Choy Ka Fais Zukunftsvisionen im Tanzhaus NRW Der Künstler als virtuelles Ich

Düsseldorf · Der Medienkünstler Choy Ka Fai stellte bei seiner Performance im Tanzhaus unangenehme Fragen über die Risiken der technologischen Freiheit.

Choy Ka Fai gehört zu den Künstlern, die ihr Publikum mit Charme und Humor für ein vermeintlich leichtes Thema begeistern können, das bei genauerer Betrachtung einen ernsten Hintergrund hat. Seine Lecture-Performance „Sometimes I See the Future“, die am Freitagabend im Tanzhaus NRW Uraufführung feierte, ist dafür ein Beispiel. Es sei eine Arbeit, die für ihn ein Prozess ist, so Choy Ka Fai. Er selbst tritt zunächst als Avatar auf einer Leinwand in Erscheinung. Der sei eine Art optimiertes Ich, sagt er.

Geboren in Singapur, zog Choy Ka Fai vor zehn Jahren nach in die Bundeshauptstadt, um dort frei seine Kreativität und seine Queerness ausleben zu können. Alles lief gut, bis Choy vor zwei Jahren in eine Krise rutschte. Es folgten ein Zusammenbruch und die Erkenntnis, dass seine Social-Media-Präsenz seinen Zustand längst gespiegelt hatte, bevor er es selbst merkte. Er begann mit der Idee zu spielen, wie sein Wunsch-Ich als Avatar aussehen könnte, und war damit mittendrin im Thema, das die Zukunft der Menschheit nachhaltig verändern wird: virtuelle Welten.

„Wir können uns unterhalten, obwohl ich in Berlin bin und ihr hier“, sagt Choys Avatar ans Publikum im Tanzhaus gewandt, um dann die Botschaft hinterherzuschieben, dass die vermeintliche Freiheit, immer und überall erreichbar zu sein, mit Einsamkeit einhergehe. Wo bleibt die Kraft der Gemeinde, das Zusammenkommen mit Freunden? Wird es das in Zukunft etwa immer seltener geben, bis es nur noch eine blasse Erinnerung ist? Sein Interesse als Künstler war geweckt.
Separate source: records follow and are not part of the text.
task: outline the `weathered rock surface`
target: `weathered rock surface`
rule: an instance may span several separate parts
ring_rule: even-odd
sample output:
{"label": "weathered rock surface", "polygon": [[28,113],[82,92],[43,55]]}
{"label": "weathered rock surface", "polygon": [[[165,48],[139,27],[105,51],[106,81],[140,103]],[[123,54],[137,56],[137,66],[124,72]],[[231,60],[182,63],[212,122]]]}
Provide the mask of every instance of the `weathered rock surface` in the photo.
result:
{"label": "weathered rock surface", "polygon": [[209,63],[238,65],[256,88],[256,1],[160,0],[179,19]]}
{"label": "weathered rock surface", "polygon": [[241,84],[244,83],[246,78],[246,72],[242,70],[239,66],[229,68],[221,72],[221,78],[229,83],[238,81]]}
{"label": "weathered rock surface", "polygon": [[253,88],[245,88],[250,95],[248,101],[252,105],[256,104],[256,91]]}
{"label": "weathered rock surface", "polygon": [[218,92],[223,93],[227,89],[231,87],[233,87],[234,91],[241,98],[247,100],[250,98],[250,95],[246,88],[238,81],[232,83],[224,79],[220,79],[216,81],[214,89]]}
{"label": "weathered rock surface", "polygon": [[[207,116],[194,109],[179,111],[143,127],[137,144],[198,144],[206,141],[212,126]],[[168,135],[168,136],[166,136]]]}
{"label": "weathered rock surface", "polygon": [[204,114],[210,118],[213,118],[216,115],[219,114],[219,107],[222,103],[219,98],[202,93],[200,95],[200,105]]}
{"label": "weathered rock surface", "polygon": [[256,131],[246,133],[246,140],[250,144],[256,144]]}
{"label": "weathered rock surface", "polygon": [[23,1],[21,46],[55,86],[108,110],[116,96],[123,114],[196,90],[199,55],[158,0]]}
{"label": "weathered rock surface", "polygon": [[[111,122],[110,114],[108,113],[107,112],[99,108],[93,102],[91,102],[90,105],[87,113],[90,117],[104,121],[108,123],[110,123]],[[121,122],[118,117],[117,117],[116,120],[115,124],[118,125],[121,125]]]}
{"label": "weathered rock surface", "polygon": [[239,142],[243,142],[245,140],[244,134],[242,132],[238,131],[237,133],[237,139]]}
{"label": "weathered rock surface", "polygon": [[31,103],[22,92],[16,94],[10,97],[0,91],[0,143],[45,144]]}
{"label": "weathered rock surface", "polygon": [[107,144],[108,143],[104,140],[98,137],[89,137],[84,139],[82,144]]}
Bei seinen Recherchen stieß er auf die Manga-Kultur und das Phänomen der Cosplayer. Die schlüpfen schließlich in verschiedene Charaktere, treffen sich auf speziellen Events wie etwa dem Japantag. Dort war der Videokünstler mit seiner Kamera unterwegs und tauchte danach tief ein ins Cosplay-Universum. Choy flog nach Tokio – das ein Hotspot für Fans des Rollenspiels ist – und drehte heimlich Videos in der Szene. Er interviewte Cosplayer, um zu erfahren, was sie denn an diesem Hobby reizt. Ein junger Mann aus Berlin gibt zu, dass Cosplay ihm die Freiheit gibt, so zu sein, wie er ist, und dieses Erlebnis mit Gleichgesinnten zu teilen.

Cosplay also als Ersatz oder neue Form der Gemeinschaft? Das hat durchaus seinen Reiz für Choy. Plötzlich steht er selbst auf der Bühne im Cosplay-Kostüm.
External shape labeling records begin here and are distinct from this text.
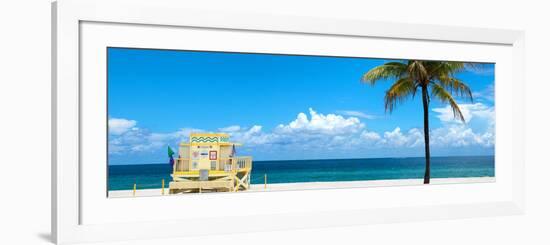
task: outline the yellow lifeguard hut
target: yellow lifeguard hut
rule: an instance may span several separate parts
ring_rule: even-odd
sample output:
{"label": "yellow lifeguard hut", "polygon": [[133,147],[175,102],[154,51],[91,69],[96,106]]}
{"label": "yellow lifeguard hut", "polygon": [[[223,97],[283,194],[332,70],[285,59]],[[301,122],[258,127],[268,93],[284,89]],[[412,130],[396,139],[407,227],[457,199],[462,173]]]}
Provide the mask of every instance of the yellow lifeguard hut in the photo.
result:
{"label": "yellow lifeguard hut", "polygon": [[170,193],[248,190],[252,157],[237,157],[239,145],[228,134],[192,133],[179,145]]}

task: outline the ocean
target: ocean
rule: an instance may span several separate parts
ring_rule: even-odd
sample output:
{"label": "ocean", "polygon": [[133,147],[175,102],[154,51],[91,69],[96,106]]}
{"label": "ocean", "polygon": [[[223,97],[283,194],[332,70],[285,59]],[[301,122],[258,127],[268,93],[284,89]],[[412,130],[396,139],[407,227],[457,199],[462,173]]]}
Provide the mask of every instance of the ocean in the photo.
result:
{"label": "ocean", "polygon": [[[330,182],[356,180],[421,179],[424,177],[423,157],[322,159],[290,161],[254,161],[252,184],[295,182]],[[168,163],[141,165],[110,165],[109,190],[161,188],[171,181]],[[494,156],[432,157],[432,178],[494,177]]]}

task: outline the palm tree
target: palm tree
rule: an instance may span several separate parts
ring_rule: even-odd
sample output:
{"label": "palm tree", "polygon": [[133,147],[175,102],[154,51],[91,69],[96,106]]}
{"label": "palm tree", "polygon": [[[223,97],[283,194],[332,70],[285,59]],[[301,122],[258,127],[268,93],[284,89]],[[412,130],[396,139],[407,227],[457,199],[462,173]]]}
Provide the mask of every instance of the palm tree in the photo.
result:
{"label": "palm tree", "polygon": [[454,96],[467,97],[473,101],[472,91],[467,84],[455,77],[473,63],[452,61],[393,61],[377,66],[365,73],[363,83],[375,85],[380,80],[394,80],[384,97],[385,111],[391,113],[397,104],[408,98],[414,98],[418,90],[422,93],[424,111],[424,150],[426,170],[424,184],[430,183],[430,127],[428,121],[430,96],[448,103],[455,119],[464,122],[464,116]]}

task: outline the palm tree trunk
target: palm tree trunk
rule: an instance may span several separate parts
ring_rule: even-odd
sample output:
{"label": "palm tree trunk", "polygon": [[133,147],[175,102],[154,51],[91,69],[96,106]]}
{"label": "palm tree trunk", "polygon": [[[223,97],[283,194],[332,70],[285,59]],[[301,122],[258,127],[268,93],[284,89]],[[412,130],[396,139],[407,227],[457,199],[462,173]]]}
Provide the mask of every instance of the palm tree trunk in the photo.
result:
{"label": "palm tree trunk", "polygon": [[424,107],[424,150],[426,152],[426,171],[424,184],[430,183],[430,122],[428,121],[428,87],[422,86],[422,105]]}

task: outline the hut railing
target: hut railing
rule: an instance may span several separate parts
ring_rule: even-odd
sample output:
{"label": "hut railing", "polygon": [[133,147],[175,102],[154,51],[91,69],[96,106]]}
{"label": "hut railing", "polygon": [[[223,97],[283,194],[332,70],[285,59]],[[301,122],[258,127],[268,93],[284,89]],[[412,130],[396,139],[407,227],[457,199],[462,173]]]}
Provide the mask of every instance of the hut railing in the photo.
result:
{"label": "hut railing", "polygon": [[[177,158],[175,159],[174,172],[186,172],[190,170],[190,159],[189,158]],[[228,157],[218,159],[216,169],[211,170],[221,170],[221,171],[238,171],[241,169],[251,169],[252,168],[252,157],[243,156],[243,157]]]}

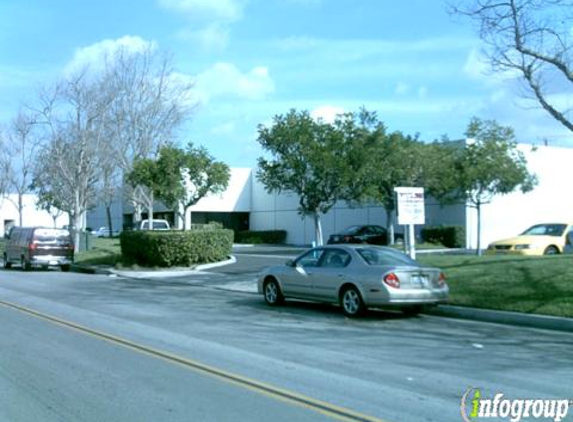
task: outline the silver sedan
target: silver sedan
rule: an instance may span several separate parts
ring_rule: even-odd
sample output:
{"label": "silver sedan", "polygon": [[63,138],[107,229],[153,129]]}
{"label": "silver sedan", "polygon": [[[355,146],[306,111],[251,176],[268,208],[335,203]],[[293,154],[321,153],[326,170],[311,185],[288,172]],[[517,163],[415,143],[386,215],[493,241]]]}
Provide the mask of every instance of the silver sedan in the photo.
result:
{"label": "silver sedan", "polygon": [[424,267],[407,255],[372,245],[311,249],[295,260],[266,269],[258,291],[267,304],[285,298],[338,303],[348,316],[368,307],[397,307],[416,314],[446,302],[448,286],[438,268]]}

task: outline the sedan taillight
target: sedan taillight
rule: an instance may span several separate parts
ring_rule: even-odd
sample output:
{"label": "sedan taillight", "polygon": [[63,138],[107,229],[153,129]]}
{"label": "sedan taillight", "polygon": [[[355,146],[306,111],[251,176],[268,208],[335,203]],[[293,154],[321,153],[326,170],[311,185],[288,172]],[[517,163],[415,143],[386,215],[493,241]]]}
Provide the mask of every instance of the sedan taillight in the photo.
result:
{"label": "sedan taillight", "polygon": [[394,287],[395,289],[400,288],[400,279],[394,273],[386,274],[384,276],[384,283],[386,283],[390,287]]}

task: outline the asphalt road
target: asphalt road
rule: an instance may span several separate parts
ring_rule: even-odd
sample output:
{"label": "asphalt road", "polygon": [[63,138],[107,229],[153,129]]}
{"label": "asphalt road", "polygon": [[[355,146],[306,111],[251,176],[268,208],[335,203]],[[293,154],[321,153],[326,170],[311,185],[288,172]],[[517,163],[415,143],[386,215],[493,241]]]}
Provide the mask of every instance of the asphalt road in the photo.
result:
{"label": "asphalt road", "polygon": [[269,308],[229,286],[285,258],[238,257],[168,280],[1,271],[0,420],[444,422],[470,387],[573,398],[573,334]]}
Auf der Leinwand tanzt sein virtuelles Ich als Konglomerat aus KI, Chatbots, Twitch-Streaming und Cosplay und gibt einen Hinweis auf das Web 3.0. Der Mensch tritt in den Hintergrund zugunsten einer virtuellen Identität. Eine Vorstellung, die nicht nur den Videokünstler nachdenklich macht.